Mortality and CV Events
Crude Incidence Rate
The median follow-up period was 59.6 months (25–75%, IQR: 22.8–108.9) after PSM. In patients without ESRD, the crude incidence rates of all-cause mortality were 80.2 and 80.3/1,000-person-years in patients who had mechanical and bioprosthetic valve replacement, respectively, and the crude incidence values of CV deaths were 43.4 and 41.4/1,000 person-years in patients who had mechanical and bioprosthetic valve replacement, respectively (Supplementary Table 4). In contrast, ESRD patients who underwent mechanical valve replacement had a higher rate of all-cause mortality (457.4/1,000 vs. 426.8/1,000 person-years) and CV death (262.0/1,000 vs. 218.7/1,000 person-years) than those who had bioprosthetic valve replacement (Table 2).

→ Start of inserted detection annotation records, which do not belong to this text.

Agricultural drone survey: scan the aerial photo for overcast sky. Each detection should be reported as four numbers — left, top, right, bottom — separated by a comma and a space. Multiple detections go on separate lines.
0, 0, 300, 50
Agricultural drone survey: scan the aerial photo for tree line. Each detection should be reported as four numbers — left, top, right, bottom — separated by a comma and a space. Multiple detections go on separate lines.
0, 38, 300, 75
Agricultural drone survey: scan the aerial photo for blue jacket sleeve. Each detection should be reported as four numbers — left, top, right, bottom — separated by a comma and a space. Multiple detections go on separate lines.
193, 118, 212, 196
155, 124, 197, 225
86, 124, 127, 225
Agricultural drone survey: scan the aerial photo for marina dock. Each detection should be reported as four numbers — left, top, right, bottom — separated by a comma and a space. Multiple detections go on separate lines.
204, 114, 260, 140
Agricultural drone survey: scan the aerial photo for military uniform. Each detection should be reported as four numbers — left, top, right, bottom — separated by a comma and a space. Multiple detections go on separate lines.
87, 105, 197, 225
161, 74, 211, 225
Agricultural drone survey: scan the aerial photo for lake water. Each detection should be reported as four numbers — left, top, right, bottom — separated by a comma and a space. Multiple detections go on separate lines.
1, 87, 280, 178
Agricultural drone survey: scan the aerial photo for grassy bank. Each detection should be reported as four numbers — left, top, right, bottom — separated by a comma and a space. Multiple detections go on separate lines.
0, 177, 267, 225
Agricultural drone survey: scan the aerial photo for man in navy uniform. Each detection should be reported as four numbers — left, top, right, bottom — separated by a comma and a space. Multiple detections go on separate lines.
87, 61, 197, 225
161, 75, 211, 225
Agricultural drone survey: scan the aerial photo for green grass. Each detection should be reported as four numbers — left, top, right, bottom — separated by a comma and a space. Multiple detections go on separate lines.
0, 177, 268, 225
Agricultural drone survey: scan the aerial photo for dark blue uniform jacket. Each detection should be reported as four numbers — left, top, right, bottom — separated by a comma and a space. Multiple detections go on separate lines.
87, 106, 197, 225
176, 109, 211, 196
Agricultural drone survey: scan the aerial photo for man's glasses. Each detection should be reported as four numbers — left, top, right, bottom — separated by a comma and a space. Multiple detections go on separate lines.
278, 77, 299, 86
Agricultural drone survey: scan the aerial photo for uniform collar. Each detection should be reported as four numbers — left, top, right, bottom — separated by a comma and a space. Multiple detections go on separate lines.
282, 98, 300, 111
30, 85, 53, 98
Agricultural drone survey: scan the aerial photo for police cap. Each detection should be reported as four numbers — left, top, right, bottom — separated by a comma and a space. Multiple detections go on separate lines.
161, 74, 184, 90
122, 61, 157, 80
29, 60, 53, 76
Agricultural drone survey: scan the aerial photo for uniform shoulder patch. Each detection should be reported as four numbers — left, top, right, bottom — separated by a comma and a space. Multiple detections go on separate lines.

Kaplan–Meier Survival Analysis
The Kaplan–Meier survival analysis revealed that the all-cause mortality and CV deaths were comparable between non-ESRD patients who underwent mechanical and bioprosthetic valve replacement during the 5-year follow-up (Log-rank test, p = 0.88 and 0.58, respectively; Supplementary Figures 1A,B). Meanwhile, ESRD patients who underwent mechanical valve replacement had higher rates of all-cause mortality and CV deaths than those who underwent bioprosthetic valve replacement after the 5-year follow-up (Log-rank test, p = 0.03 and 0.02, respectively; Figures 2A,B).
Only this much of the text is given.